Current video generation models are pretty good at making videos *look* nice, but they often fail when it comes to making those videos follow the rules of physics. Things might float when they should fall, or move in ways that just don't make sense, especially in complicated scenes. This happens because the models don't really 'understand' physics and treat all directions and forces equally, ignoring how things actually behave in the real world.
What's the solution?
ProPhy tackles this by using a two-part system. First, it figures out the general physical principles at play based on the text description of the video. Then, it focuses on the details of how things move, learning to represent physical dynamics at a very fine level. It also borrows some 'common sense' about physics from models that understand both images and language, helping it to create more accurate movements and interactions. Essentially, it's learning to pay attention to *how* physics affects things, not just *that* physics is involved.
Why it matters?
This research is important because more realistic video generation has a lot of potential.

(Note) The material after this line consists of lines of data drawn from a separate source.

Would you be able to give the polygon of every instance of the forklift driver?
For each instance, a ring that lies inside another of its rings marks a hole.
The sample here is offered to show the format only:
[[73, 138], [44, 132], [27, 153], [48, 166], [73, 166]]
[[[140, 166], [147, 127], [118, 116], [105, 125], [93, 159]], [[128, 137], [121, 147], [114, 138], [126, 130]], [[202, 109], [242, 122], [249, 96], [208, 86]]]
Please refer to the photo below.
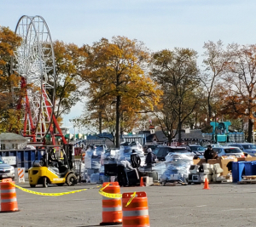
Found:
[[56, 157], [55, 149], [51, 149], [49, 154], [49, 164], [54, 167], [59, 168], [58, 159]]

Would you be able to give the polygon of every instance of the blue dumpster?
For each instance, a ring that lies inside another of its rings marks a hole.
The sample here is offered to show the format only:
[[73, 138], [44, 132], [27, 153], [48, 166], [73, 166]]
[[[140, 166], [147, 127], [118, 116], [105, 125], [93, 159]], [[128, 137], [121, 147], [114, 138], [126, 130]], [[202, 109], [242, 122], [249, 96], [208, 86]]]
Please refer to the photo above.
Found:
[[241, 180], [242, 175], [245, 173], [245, 163], [247, 162], [234, 162], [232, 163], [232, 178], [233, 183], [237, 183]]
[[1, 156], [15, 156], [16, 165], [15, 167], [25, 167], [27, 171], [32, 165], [32, 162], [36, 160], [36, 150], [1, 150]]

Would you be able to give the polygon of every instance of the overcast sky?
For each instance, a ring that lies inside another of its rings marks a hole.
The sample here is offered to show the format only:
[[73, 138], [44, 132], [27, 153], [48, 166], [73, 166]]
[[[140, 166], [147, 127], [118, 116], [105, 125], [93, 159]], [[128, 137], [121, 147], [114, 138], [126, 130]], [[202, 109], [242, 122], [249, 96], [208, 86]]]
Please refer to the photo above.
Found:
[[[79, 46], [125, 36], [152, 51], [189, 48], [201, 56], [208, 40], [256, 43], [255, 0], [1, 0], [0, 6], [1, 26], [15, 31], [22, 15], [40, 15], [53, 40]], [[68, 120], [81, 111], [79, 104], [64, 125], [72, 128]]]

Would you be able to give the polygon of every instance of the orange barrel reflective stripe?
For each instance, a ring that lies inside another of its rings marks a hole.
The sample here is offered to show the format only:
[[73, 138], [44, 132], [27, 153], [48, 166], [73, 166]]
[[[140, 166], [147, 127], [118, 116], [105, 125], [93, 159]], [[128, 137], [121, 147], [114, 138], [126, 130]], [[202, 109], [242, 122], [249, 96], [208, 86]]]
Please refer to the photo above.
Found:
[[124, 193], [122, 196], [123, 227], [149, 227], [146, 192], [137, 192], [131, 202], [126, 207], [133, 193]]
[[15, 186], [11, 179], [3, 179], [1, 183], [1, 212], [18, 211]]
[[[111, 194], [120, 194], [120, 186], [118, 182], [105, 182], [102, 188], [104, 192]], [[102, 222], [101, 225], [122, 224], [122, 202], [121, 198], [108, 198], [102, 196]]]

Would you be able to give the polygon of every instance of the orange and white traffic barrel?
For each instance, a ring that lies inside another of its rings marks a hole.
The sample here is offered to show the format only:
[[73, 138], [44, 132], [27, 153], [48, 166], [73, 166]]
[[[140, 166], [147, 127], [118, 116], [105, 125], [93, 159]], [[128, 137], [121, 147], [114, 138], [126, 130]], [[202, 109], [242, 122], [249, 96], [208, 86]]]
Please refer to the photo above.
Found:
[[131, 201], [132, 196], [133, 193], [124, 193], [122, 196], [123, 227], [149, 227], [146, 192], [137, 192]]
[[[118, 182], [105, 182], [102, 187], [104, 192], [120, 194], [120, 186]], [[102, 196], [102, 222], [101, 225], [122, 224], [122, 202], [121, 198], [108, 198]]]
[[1, 212], [18, 211], [15, 186], [11, 179], [5, 179], [1, 183]]

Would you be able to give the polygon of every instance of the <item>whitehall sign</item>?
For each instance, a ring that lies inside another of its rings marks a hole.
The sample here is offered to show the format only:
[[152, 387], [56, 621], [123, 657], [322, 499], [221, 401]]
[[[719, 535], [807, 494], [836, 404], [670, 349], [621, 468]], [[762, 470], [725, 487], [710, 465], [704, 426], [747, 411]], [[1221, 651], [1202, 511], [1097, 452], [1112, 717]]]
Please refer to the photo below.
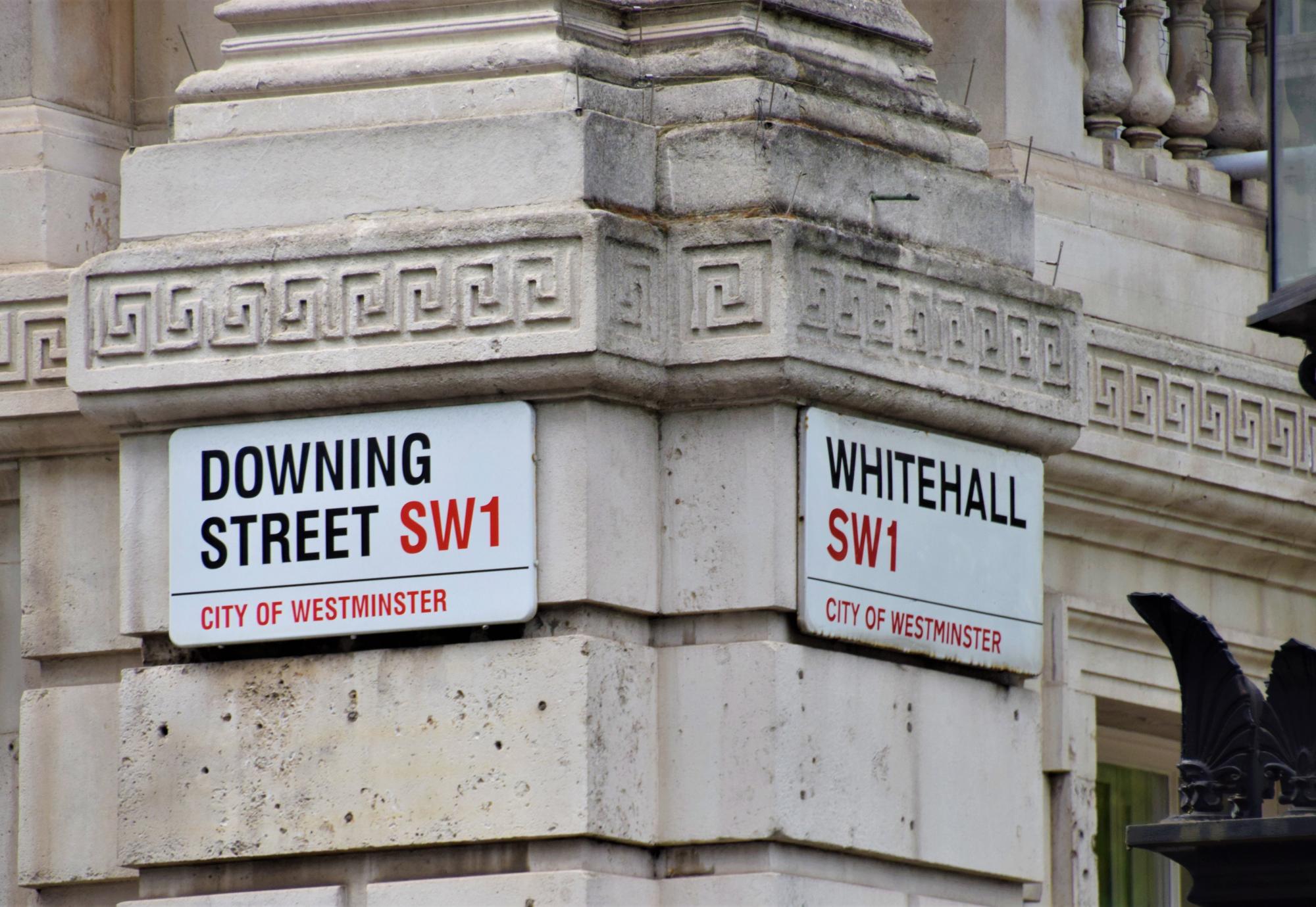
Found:
[[183, 429], [168, 471], [178, 645], [534, 614], [528, 404]]
[[1042, 666], [1042, 463], [804, 413], [800, 626], [1021, 674]]

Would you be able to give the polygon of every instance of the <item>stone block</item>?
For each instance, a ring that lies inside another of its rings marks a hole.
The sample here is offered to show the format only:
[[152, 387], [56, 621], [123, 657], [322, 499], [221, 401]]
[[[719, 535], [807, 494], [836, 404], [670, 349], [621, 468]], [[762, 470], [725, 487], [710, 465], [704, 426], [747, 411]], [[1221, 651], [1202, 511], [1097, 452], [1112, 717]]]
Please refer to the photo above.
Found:
[[14, 874], [17, 866], [18, 735], [0, 733], [0, 903], [26, 903]]
[[168, 432], [118, 444], [118, 631], [168, 631]]
[[796, 421], [776, 405], [663, 415], [665, 614], [795, 610]]
[[[170, 108], [178, 103], [174, 88], [197, 70], [221, 62], [220, 42], [236, 34], [232, 25], [215, 17], [207, 4], [136, 0], [133, 8], [133, 105], [138, 147], [168, 138]], [[182, 41], [187, 47], [180, 49]], [[183, 50], [184, 53], [179, 53]], [[143, 131], [154, 141], [142, 141]]]
[[325, 885], [313, 889], [271, 889], [267, 891], [200, 894], [190, 898], [125, 900], [118, 907], [345, 907], [345, 904], [343, 887]]
[[1157, 154], [1154, 150], [1144, 151], [1144, 175], [1153, 183], [1158, 183], [1169, 189], [1188, 188], [1188, 167], [1182, 160], [1175, 160], [1170, 152]]
[[[207, 175], [200, 183], [199, 172]], [[182, 142], [126, 156], [122, 180], [124, 239], [416, 208], [586, 200], [647, 210], [654, 133], [599, 113], [557, 112], [293, 133], [278, 142]]]
[[[782, 643], [658, 657], [659, 841], [772, 837], [1044, 877], [1037, 693]], [[980, 781], [948, 793], [966, 760]]]
[[1096, 698], [1042, 684], [1042, 770], [1096, 776]]
[[18, 883], [137, 875], [116, 856], [118, 699], [114, 684], [22, 695]]
[[[758, 907], [759, 904], [826, 904], [828, 907], [926, 907], [901, 891], [871, 889], [826, 878], [784, 873], [694, 875], [661, 883], [667, 907]], [[950, 904], [949, 900], [932, 902]], [[538, 902], [536, 902], [538, 907]]]
[[1142, 176], [1145, 155], [1120, 139], [1101, 142], [1101, 163], [1107, 170], [1125, 176]]
[[18, 647], [21, 589], [18, 505], [5, 502], [0, 503], [0, 733], [18, 731], [18, 694], [24, 686], [22, 649]]
[[118, 457], [22, 460], [22, 655], [120, 652]]
[[1198, 195], [1229, 201], [1229, 174], [1221, 174], [1205, 160], [1188, 163], [1188, 188]]
[[[1116, 212], [1116, 202], [1109, 205]], [[1130, 213], [1140, 222], [1154, 220], [1155, 212]], [[1175, 230], [1191, 230], [1190, 218], [1166, 214], [1163, 223]], [[1128, 220], [1123, 222], [1129, 222]], [[1237, 229], [1220, 227], [1202, 233], [1217, 234], [1223, 246]], [[1038, 248], [1053, 255], [1061, 242], [1065, 256], [1058, 285], [1083, 294], [1086, 317], [1132, 325], [1153, 334], [1182, 338], [1250, 356], [1283, 359], [1284, 343], [1262, 331], [1240, 330], [1238, 325], [1266, 297], [1266, 272], [1216, 258], [1095, 229], [1037, 217]], [[1261, 233], [1246, 241], [1246, 251], [1259, 248]], [[1234, 255], [1245, 251], [1238, 246]], [[1040, 256], [1041, 258], [1041, 256]], [[1048, 268], [1049, 271], [1049, 268]]]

It could lead to better simulations for training robots, creating special effects in movies, or even designing new products. If we can create videos that accurately reflect the physical world, it opens up a lot of possibilities for using those videos in practical applications and for building more intelligent systems.
Abstract
Recent advances in video generation have shown remarkable potential for constructing world simulators. However, current models still struggle to produce physically consistent results, particularly when handling large-scale or complex dynamics. This limitation arises primarily because existing approaches respond isotropically to physical prompts and neglect the fine-grained alignment between generated content and localized physical cues. To address these challenges, we propose ProPhy, a Progressive Physical Alignment Framework that enables explicit physics-aware conditioning and anisotropic generation. ProPhy employs a two-stage Mixture-of-Physics-Experts (MoPE) mechanism for discriminative physical prior extraction, where Semantic Experts infer semantic-level physical principles from textual descriptions, and Refinement Experts capture token-level physical dynamics. This mechanism allows the model to learn fine-grained, physics-aware video representations that better reflect underlying physical laws. Furthermore, we introduce a physical alignment strategy that transfers the physical reasoning capabilities of vision-language models (VLMs) into the Refinement Experts, facilitating a more accurate representation of dynamic physical phenomena. Extensive experiments on physics-aware video generation benchmarks demonstrate that ProPhy produces more realistic, dynamic, and physically coherent results than existing state-of-the-art methods.